Welche Lösung im Altbau oft passt – und wann eben nicht
Die Wärmepumpe ist dann stark, wenn das Gebäude zumindest teilweise saniert ist oder mit angepassten Heizflächen auf niedrigere Temperaturen gebracht werden kann. Sie passt besonders gut, wenn zusätzlich Photovoltaik geplant ist und fossile Energieträger vermieden werden sollen. Im unsanierten Altbau mit dauerhaft sehr hoher Vorlauftemperatur kann sie trotzdem funktionieren, aber die Wirtschaftlichkeit muss sauber geprüft werden.
Pellets sind häufig dort interessant, wo hohe Temperaturen benötigt werden, ausreichend Platz vorhanden ist und eine erneuerbare Lösung ohne große Eingriffe ins Wärmeverteilsystem gesucht wird. Der Nachteil liegt im Platzbedarf, der Logistik und im laufenden Wartungsaufwand.
Gas kann kurzfristig die kleinste Einstiegshürde haben, vor allem bei bestehendem Anschluss. Langfristig ist diese Variante jedoch oft die unsicherste, weil laufende Kosten und politische Rahmenbedingungen schwer kalkulierbar bleiben.
Was vor der Entscheidung wirklich erhoben werden sollte
Bevor Zahlen verglichen werden, braucht es ein belastbares Bild vom Gebäude. Dazu gehören Verbrauchsdaten der letzten Jahre, die Heizlast, die tatsächlich benötigten Vorlauftemperaturen an kalten Tagen, der Zustand der Wärmeverteilung und die Frage, welche weiteren Sanierungsschritte geplant sind. Wer etwa in zwei Jahren Fenster, Fassade oder Dach verbessert, sollte das in der Heizungsplanung mitdenken.

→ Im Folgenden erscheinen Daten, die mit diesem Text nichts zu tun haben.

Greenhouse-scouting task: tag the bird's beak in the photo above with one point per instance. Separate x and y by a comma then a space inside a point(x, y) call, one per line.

Genau an diesem Punkt trennt sich Beratung von Verkauf. Wenn Technologien live verglichen und ohne Herstellerbrille bewertet werden, entsteht eine Entscheidung, die nicht nur heute plausibel klingt, sondern in zehn Jahren noch trägt. HTZ Rosental setzt genau dort an: mit objektiver Einordnung, Förderungs-Check und einer Planung, die zum Gebäude und zum Budget passt.
Wer eine Heizung im Altbau tauscht, kauft nicht nur ein neues Gerät. Man legt die Betriebskosten, den Komfort und die technische Richtung des Hauses für viele Jahre fest. Deshalb ist die beste Beispielrechnung nicht die mit der schönsten Endsumme, sondern die, die auch unter realen Bedingungen standhält.